Wednesday, February 3, 2010

2-3-10 Top Ten Of The Week-It's The Youngster's Music Now

A week hardly ever passes when Bob Lefsetz continues to broadcast that the CD is dead and the album format is on the way out and that nobody buys albums no more but they'll download a single. But no bitching about it because that's the wave the future.

Again, if that's the wave of the future, then I'm comitted to be stuck in the past till the day I die. But I also have given up on new music and the new artists that are on the radio or what public radio tauts. I cannot get into Beach House and don't even ask me about half the bands that SPIN or Rolling Stone reviews anymore. Don't ask me about the rappers, don't care don't like them case closed. Even No Depression has thrown up a list of bands that I don't have a clue of who they are.

It seems to me that at some point in one's life there is a cut off point. Mine was 2009. After that year and that sorryassed decade, I retired from reviewing new artists or bands that you should know about but don't care. The ones that I cared nobody listened to. Most you can find for a penny at Amazon. Plus three dollars shipping and handling.

The CD time is drawing to the end. Wal Mart has now rearranged their selection to one aisle of everything. Used to be fun seeing what I could find for music, now they hardly have anything anymore. Best Buy, shit. They still don't have the new Len Price 3. There are stuff coming out on the wish list. In April Killing Joke will return with their first album as the original lineup in over 25 years. Collector's Choice has reissued some quality Tommy James albums. And I'm sure Wounded Bird or American Beat will tempt us with mail order gotta have it. Outside of that, I don't care. Animal Collective is for the young generation. Lil Wayne for the Autotune heads. Like my Grandma Ambrose said, it's the youngster's music, it's not mine. And my Grandma was wise beyond her years too.

The Top Ten Of The Week.

1. Same Old Song & Dance-Aerosmith 1974 Aerosmith remains Steven Tyler although he's becoming more harder to work with and more harder to listen to as he channels his inner Mick Jagger. The other guys want to keep going but with other vocalists filling in (Paul Rodgers said no, Billy Idol and Lenny Kravitz are up next). Tyler was the only constant when Joe Perry went to do his project in the early 80s, and Brad Whitford hooked with Derek St Holmes for a one off before everybody came back for Done With Mirrors. But perhaps after forty years, their time has come and gone, even Tyler tried out for Led Zeppelin as we found out. That doesn't make sense either. Is the magic gone for Aerosmith, it looks that way and it's been that way since I Don't Want To Miss A Thing. Perhaps it's time to retire boys. Cause all we're getting from this soap opera is The SAME OLD SONG AND DANCE.
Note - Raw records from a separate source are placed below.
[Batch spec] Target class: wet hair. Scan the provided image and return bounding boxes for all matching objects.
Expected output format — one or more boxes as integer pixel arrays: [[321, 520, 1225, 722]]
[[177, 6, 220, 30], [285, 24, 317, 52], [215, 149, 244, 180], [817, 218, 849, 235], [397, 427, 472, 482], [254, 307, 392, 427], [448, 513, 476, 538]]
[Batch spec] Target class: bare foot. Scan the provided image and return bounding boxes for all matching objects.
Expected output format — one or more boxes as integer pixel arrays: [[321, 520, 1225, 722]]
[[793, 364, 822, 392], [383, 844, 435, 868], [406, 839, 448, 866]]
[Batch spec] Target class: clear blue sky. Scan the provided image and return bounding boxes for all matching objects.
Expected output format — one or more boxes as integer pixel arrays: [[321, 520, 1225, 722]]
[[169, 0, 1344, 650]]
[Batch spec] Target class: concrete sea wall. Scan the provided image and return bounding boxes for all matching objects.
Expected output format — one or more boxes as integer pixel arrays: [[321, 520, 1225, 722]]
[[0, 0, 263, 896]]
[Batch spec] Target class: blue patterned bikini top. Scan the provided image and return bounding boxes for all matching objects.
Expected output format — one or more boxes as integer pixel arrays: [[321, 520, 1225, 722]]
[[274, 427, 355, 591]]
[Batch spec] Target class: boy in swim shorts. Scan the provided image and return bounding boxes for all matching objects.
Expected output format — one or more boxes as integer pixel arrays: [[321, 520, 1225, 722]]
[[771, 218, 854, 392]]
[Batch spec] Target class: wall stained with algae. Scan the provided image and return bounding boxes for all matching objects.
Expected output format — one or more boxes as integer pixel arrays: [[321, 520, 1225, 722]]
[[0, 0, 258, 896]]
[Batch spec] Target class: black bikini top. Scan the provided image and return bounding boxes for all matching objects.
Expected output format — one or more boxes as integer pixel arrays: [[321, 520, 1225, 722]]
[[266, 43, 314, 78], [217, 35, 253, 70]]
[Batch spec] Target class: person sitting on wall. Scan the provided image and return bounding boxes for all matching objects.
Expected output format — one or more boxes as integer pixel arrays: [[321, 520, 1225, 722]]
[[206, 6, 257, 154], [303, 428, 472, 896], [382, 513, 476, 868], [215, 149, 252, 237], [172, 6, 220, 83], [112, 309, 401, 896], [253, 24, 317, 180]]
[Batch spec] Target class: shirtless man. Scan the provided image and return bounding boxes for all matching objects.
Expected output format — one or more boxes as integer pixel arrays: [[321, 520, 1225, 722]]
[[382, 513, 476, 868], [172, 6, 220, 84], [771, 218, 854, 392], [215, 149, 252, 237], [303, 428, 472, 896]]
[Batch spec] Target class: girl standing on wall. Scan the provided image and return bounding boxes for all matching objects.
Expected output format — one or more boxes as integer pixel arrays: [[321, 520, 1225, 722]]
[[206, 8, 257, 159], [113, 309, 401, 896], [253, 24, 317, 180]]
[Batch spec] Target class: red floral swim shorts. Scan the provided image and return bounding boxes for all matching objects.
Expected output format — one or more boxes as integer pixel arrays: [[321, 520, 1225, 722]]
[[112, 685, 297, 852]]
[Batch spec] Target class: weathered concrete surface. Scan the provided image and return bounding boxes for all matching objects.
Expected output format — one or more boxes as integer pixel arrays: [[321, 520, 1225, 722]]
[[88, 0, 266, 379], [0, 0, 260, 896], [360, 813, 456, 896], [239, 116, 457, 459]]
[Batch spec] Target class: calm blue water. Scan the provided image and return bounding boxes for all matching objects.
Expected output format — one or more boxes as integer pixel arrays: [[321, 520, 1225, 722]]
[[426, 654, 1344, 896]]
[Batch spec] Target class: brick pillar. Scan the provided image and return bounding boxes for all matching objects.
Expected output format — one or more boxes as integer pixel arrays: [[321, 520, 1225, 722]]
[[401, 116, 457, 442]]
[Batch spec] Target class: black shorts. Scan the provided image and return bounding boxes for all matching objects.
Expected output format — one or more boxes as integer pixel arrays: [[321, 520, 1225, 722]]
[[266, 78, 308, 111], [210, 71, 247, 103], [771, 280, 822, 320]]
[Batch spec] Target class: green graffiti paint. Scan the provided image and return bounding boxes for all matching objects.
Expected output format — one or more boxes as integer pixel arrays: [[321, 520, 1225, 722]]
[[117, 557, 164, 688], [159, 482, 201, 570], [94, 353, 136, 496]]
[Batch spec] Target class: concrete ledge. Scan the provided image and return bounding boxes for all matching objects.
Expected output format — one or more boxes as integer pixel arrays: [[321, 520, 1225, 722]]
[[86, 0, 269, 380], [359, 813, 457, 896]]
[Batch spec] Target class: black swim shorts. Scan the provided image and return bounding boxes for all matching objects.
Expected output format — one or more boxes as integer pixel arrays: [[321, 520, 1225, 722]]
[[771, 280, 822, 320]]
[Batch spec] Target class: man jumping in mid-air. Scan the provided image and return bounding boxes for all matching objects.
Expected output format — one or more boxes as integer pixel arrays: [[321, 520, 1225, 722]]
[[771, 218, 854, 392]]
2. I Wonder What She's Doing Tonight-Russell Smith 1989 Former lead singer of The Amazing Rhythm Aces went for a country solo career in the late 80s but never did sell enough copies of his album to maintain a career although This Little Town was a fine album and did made a few critics best of 1989 albums. Camelot Music had a few copies of this CD in the 3 dollar bins but it has become a collector's item via Amazon. Smith later came up a country curio band called Run C & W which made two novelty albums for MCA but I never heard them.

3. Here Is Gone-Goo Goo Dolls 2002 Funny how this band of Replacement wannabes became a big selling outfit in the late 90s and good for them. I always been a Goo Goo Dolls fan since Superstar Car Wash and then followed them up to the crappy 2007 Glen Ballard farce Let Love In. Didn't buy 2002's Gutterflower till I saw it at the pawnshop for a couple bucks. This album had more in common with Boy Named Goo than Dizzy Up The Girl which became their biggest selling album. Gutterflower kinda flopped but it's too bad, it is a really good album and Robby sings twice as many songs as he did on Dizzy Up The Girl. Hard to believe that in the first three albums that it was Robby rather than Johnny doing the majority of the vocals. Supposely a new album is in the works.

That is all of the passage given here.